Previous Column of the Mid-South Philosopher

 

Government and Me

© Dr. Gary D. Lemmons, January 20, 2008

 

My good friend and Masonic Brother Hendry Betts from Morrow, Georgia reads my columns from time to time, and he has been quick to perceive that I have a problem with government.  In fact, he teases me that I “don’t like” government.

He is not all together wrong in his perception.

I guess, the truth be known, I err on the side of anarchy as opposed to the strict regulation of personal liberty that we suffer at the hands of our elected and appointed officials in the post-modern world.  Had I lived in the time of the founding of this nation, I like to think that I would have been a Federalist, but the more I read and study about the organization of our national government, the drafting of the Constitution, and the setting forth of our federal system; the more I am convinced that I would have been, at best, a Samuel Adams Federalist.

For those of you who have forgotten your history, Sam Adams supported the ratification of the Constitution, and thus insured that Massachusetts entered the Union.  However, he only did so after Madison and others pledged, upon their honor, to support the first ten amendments to the document, which, of course, became the Bill of Rights.

Despite the fact that I rail against government…national, state, county, and city…I would not live in any other country in the world.  Despite the usurpations that I believe we suffer from government, we still have the freest expression of the will of the people to be found on this planet.

While I am still not in favor of city council members, mayors, country commissioners, members of the state legislatures, members of the U.S. House of Representatives, or members of the U.S. Senate serving a lifetime in political office, if that is the will of the electorate, I will submit to their rule.

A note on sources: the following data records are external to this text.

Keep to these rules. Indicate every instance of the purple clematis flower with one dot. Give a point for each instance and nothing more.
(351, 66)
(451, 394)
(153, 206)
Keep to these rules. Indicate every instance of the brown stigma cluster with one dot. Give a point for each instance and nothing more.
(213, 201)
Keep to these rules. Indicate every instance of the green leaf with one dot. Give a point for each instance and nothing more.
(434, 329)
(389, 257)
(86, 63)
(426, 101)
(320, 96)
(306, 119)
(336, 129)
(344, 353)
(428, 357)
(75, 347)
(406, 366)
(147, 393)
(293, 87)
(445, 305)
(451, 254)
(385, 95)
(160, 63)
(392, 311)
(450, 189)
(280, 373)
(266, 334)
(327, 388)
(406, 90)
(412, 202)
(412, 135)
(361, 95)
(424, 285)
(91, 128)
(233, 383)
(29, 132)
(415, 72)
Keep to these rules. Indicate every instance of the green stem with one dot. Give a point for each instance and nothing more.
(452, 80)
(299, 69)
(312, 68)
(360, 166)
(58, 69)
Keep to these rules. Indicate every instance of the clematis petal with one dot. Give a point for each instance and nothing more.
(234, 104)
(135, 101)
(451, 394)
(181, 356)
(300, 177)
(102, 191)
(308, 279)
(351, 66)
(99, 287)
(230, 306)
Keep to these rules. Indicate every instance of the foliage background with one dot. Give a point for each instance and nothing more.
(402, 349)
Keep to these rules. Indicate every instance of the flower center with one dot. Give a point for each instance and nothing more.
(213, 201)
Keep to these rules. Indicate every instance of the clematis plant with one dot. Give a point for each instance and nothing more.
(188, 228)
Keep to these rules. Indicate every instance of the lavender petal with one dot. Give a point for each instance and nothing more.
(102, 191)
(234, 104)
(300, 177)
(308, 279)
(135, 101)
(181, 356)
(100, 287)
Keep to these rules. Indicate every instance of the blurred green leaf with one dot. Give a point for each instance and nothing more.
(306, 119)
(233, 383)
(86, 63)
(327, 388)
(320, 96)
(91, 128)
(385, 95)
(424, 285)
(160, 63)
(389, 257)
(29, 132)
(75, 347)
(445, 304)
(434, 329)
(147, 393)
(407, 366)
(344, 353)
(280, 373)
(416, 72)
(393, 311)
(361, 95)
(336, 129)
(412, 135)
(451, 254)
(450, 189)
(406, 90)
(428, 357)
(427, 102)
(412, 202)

I must admit that among so many of the public servants across this land there are countless individuals who serve for the right reasons.  They devote their time and energies to making their communities better places to live, and while I will criticize them, I will respect them as well.  For the few who are in it for the wrong reason, I will chastise them with the scorpion point of my pen.

Such was the nature of Sam Adams in the 18th Century and such will be my legacy in the 21st Century.

God save these United States of America.